Onlara ayetlerimizi vermiştik de ondan yüz çevirmişlerdi.
Dağlardan güvenli evler yontuyorlardı.
Derken, onları sabah vaktine girdiklerinde, o dayanılmaz çığlık yakalayıverdi.
Buna rağmen kazandıkları şeyler, (uğrayacakları sondan kurtarmaya) onlara yetmedi.
Biz, gökleri, yeri ve her ikisinin arasındakileri hakkın dışında (herhangi bir amaçla) yaratmadık. Hiç şüphesiz o saat de yaklaşarak gelmektedir; öyleyse (onlara karşı) güzel davranışlarla davran.
Çünkü Rabbin, yaratan ve bilenin ta kendisidir.
Andolsun, sana çiftlerden yediyi ve büyük Kur´an´ı verdik.

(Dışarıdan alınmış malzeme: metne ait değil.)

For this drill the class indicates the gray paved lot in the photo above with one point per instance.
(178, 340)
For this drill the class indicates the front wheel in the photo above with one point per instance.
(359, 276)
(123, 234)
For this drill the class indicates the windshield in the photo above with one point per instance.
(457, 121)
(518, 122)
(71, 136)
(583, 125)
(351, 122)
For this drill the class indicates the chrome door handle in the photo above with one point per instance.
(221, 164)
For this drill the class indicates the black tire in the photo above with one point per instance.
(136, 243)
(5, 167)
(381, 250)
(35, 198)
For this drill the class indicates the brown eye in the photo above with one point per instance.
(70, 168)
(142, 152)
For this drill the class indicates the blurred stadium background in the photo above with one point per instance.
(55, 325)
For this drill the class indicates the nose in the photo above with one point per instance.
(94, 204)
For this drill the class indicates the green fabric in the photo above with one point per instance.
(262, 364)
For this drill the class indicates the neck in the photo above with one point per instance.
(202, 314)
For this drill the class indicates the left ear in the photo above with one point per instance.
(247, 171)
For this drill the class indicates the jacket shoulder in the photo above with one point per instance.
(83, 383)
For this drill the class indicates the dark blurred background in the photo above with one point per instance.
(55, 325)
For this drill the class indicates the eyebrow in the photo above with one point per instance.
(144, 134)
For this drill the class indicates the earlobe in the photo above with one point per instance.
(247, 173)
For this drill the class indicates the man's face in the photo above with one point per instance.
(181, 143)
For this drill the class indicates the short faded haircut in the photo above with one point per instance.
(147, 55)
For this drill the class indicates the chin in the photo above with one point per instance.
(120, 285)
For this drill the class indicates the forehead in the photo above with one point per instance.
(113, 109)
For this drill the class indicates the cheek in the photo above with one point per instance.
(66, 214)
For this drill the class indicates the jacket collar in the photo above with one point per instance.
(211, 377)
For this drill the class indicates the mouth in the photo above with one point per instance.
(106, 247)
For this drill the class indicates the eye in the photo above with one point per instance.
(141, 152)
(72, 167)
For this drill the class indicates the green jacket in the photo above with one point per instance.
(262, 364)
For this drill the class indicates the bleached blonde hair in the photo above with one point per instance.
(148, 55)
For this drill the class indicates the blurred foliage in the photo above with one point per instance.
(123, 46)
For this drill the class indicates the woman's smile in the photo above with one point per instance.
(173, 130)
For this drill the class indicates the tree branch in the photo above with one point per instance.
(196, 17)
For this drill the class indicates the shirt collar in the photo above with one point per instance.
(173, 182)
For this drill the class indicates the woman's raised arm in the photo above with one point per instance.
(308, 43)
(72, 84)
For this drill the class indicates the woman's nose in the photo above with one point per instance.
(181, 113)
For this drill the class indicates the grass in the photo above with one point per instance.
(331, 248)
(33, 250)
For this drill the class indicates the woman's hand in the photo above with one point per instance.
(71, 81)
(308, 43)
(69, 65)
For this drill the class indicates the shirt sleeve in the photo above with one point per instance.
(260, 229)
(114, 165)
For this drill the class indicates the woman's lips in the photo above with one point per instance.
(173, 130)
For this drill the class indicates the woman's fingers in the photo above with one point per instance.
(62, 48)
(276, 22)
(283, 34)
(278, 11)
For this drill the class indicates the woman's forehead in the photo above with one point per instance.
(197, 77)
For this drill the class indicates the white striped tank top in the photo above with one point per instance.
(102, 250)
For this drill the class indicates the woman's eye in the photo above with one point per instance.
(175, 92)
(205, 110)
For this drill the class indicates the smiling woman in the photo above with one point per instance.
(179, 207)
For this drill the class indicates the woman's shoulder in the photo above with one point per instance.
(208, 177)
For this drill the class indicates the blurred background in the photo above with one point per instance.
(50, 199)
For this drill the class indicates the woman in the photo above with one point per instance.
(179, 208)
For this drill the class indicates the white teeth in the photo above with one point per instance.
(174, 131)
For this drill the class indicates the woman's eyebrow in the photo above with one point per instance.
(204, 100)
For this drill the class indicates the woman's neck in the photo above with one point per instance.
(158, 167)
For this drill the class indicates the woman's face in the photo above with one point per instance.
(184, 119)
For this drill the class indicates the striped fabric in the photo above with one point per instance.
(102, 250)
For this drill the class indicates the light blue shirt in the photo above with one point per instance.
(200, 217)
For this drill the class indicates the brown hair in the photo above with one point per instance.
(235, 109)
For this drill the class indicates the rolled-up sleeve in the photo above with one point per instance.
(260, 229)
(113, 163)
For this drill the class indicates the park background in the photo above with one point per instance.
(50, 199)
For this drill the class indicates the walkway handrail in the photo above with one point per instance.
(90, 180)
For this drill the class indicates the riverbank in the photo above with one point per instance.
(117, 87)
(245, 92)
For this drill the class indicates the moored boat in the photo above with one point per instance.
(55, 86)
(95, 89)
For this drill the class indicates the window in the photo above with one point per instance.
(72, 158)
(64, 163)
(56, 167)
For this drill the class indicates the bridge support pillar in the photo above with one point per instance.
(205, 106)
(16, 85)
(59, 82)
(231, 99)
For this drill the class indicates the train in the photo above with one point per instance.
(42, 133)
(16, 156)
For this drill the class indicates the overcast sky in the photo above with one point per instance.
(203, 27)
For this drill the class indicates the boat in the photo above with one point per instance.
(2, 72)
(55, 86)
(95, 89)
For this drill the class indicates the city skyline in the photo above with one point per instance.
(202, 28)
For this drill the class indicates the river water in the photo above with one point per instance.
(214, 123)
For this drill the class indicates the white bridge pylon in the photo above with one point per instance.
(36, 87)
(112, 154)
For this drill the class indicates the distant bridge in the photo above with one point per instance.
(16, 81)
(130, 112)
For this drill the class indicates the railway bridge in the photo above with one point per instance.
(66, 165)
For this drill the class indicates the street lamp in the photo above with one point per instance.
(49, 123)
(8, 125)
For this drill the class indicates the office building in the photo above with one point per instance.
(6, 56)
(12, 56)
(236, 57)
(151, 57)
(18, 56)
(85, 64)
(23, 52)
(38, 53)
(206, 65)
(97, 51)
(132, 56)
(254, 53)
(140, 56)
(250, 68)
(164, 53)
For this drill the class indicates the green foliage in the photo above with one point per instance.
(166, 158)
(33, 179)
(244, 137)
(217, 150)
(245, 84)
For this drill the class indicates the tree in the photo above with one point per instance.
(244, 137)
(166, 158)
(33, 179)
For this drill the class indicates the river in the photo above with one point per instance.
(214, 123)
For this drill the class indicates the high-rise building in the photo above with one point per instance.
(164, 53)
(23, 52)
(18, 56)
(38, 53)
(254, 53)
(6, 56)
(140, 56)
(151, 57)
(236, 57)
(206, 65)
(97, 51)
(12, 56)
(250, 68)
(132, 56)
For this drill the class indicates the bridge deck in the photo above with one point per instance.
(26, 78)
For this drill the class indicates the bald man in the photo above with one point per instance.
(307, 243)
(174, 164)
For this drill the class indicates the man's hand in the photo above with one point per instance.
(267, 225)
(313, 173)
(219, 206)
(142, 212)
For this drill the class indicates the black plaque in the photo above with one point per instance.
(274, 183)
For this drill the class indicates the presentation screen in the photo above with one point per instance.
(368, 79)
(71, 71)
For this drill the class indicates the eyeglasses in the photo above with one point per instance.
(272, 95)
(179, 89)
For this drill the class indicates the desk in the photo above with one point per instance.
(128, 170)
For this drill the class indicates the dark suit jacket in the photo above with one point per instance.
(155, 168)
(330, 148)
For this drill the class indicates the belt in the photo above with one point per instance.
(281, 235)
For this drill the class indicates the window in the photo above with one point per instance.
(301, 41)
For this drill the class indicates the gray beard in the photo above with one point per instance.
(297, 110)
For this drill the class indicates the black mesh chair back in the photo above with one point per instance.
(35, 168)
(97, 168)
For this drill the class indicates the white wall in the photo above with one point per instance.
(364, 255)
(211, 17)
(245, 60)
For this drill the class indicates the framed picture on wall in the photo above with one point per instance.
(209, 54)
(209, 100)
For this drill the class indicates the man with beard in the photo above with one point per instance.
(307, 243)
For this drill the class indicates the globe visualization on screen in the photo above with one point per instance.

Sakın onlardan bazılarını yararlandırdığımız şeylere gözünü dikme, onlara karşı hüzne kapılma, mü´minler için de (şefkat) kanatlarını ger.
Ve de ki: «Şüphe yok, ben apaçık bir uyarıcıyım.»
Parça ayırıcılarına indirdiğimiz gibi,
Ki onlar Kur´anı parça parça kıldılar.
Rabbine andolsun, onların tümüne (bunu) soracağız.
Yapmakta oldukları şeyleri.
Öyleyse sen emrolunduğun şeyi açıkça söyle ve müşriklere aldırış etme.
Şüphesiz o alay edenlere (karşı) biz sana yeteriz.
Ki onlar, Allah ile beraber başka ilahları (ortak) kılmaktadırlar; onlar yakında bilip öğreneceklerdir.
Andolsun, onların söylemekte olduklarına karşı senin göğsünün daraldığını biliyoruz.
Sen Rabbini hamd ile tesbih et ve secde edenlerden ol.